Quant aux réponses, toutes à l'exception d'une, reflètent parfaitement la qualité mentionnée dans le sens positif, à l'exception de celle de Rabbi Chimon : il avait affirmé que la voie idéale à emprunter est celle de Haroé Èt Hanolad (celui qui entrevoit les conséquences de ses actes), mais eu égard à la voie du mal, il ne dit pas : Ha Ein Roé Èt Hanolad – celui qui ne voit pas le résultat, mais il dit plutôt : Halové Vééno Méchalem : celui qui emprunte et ne restitue pas. Les commentateurs expliquent ceci de la même façon que le point précédent : ne pas entrevoir les conséquences des événements n'est pas nécessairement un trait négatif qui cause du tort, mais plutôt l'absence d'un trait positif. En conséquence, Rabbi Chimon donne un exemple illustrant le fait de ne pas pressentir le résultat des événements qui peut entraîner l'homme à suivre la voie du vice.

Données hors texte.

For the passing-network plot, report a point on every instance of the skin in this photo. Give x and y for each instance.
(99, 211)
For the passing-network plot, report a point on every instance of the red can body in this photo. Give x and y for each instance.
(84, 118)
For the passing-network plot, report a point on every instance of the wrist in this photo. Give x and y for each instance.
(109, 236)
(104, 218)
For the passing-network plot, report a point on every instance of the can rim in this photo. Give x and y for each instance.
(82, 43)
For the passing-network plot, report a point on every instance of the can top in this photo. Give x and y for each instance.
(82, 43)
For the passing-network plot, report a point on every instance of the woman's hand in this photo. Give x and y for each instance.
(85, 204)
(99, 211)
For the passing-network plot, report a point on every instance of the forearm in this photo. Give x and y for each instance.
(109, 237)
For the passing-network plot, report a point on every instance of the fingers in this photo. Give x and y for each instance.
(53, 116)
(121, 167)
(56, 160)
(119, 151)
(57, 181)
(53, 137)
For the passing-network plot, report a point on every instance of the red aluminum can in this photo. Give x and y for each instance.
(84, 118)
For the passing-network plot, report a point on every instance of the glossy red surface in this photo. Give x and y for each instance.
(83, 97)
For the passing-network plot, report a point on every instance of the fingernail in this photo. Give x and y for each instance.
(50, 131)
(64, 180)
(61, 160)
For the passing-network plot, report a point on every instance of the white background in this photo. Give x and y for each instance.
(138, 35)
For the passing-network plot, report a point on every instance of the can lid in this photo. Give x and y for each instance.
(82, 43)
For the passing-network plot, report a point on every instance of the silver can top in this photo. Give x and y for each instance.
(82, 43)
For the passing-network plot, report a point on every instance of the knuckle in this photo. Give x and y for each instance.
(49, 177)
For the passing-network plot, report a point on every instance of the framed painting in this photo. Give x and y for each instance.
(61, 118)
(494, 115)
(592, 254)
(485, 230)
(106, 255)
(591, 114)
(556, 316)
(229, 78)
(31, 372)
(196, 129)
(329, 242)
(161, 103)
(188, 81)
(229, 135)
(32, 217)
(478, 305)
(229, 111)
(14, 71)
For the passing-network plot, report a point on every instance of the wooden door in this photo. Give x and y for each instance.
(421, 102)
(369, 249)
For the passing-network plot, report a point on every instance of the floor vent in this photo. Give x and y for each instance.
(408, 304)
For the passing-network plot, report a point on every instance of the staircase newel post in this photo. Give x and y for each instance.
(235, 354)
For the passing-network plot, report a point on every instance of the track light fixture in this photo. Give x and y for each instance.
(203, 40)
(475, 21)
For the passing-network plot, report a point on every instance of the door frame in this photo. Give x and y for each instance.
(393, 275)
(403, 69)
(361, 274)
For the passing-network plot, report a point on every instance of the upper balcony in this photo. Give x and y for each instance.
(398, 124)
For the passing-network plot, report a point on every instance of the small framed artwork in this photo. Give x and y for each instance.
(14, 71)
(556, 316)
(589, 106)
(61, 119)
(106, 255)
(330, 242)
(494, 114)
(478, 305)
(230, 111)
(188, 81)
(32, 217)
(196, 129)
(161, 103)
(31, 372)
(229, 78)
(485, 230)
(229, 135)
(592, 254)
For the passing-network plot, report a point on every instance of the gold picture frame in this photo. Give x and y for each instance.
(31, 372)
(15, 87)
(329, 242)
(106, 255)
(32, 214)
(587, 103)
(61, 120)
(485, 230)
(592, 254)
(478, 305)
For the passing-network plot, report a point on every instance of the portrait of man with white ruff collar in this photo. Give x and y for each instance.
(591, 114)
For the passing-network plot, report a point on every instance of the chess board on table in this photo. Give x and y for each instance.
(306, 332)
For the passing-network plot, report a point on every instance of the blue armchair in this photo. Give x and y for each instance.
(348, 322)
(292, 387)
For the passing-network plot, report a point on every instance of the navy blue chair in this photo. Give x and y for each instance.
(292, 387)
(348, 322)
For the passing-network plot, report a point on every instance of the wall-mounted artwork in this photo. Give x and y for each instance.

Son exemple est un homme qui contracte un emprunt, mais ne le rembourse pas. Il existe deux explications possibles sur la raison pour laquelle une telle personne est considérée comme agissant dans la voie opposée à celui qui Roé Et Hanolad : l'une est que les gens remarqueront qu'il ne rembourse pas ses emprunts, et en conséquence, à l'avenir, personne ne sera disposé à lui prêter de l'argent lorsqu'il en aura besoin. De ce fait, il agit avec une vision à court terme qui portera préjudice à son avenir.[2] L'autre explication possible est qu'il agit avec une vision à court terme en empruntant de l'argent sans réfléchir sur la manière dont il le remboursera à l'avenir, avec pour conséquence désastreuse qu'il sombrera dans les dettes qu'il ne sera pas en mesure de rembourser. Dans cette veine, Rav Chakh avait l'usage de dire qu'il ne convenait pas d'emprunter de larges sommes d'argent pour payer le mariage d'un enfant, si l'on n'a aucune idée de la manière dont on pourra les rembourser.

Nous pouvons suggérer que : Halové Vééno Méchalem n'est pas le seul exemple d'une personne qui agit avec une vision à court terme, mais c'est valable pour toute personne qui agit en omettant de prendre en compte les conséquences possibles de ses actions, en particulier lorsque cela a un effet négatif sur d'autres personnes. Par exemple, si un individu investit son argent de manière insensée à la recherche d'un gain monétaire rapide, il n'agit pas seulement de manière stupide, mais il porte atteinte à sa famille qui compte sur lui pour la Parnassa.

Cela s'applique également à la 'Avodat Hachem, le service Divin de manière générale. Si quelqu'un pense uniquement aux conséquences à court terme de ses actions, il risque de faire des choix de vie qui ne le rapprochent pas au final de Hachem. Il est donc essentiel qu'une personne voie les effets à long terme de ses actions, en sus de ses conséquences immédiates.

 

[1] Voir Rabbénou Yona, Barténoura.

[2] Inutile de dire qu'il est également interdit de ne pas rembourser un prêt si l'on a la possibilité de le faire.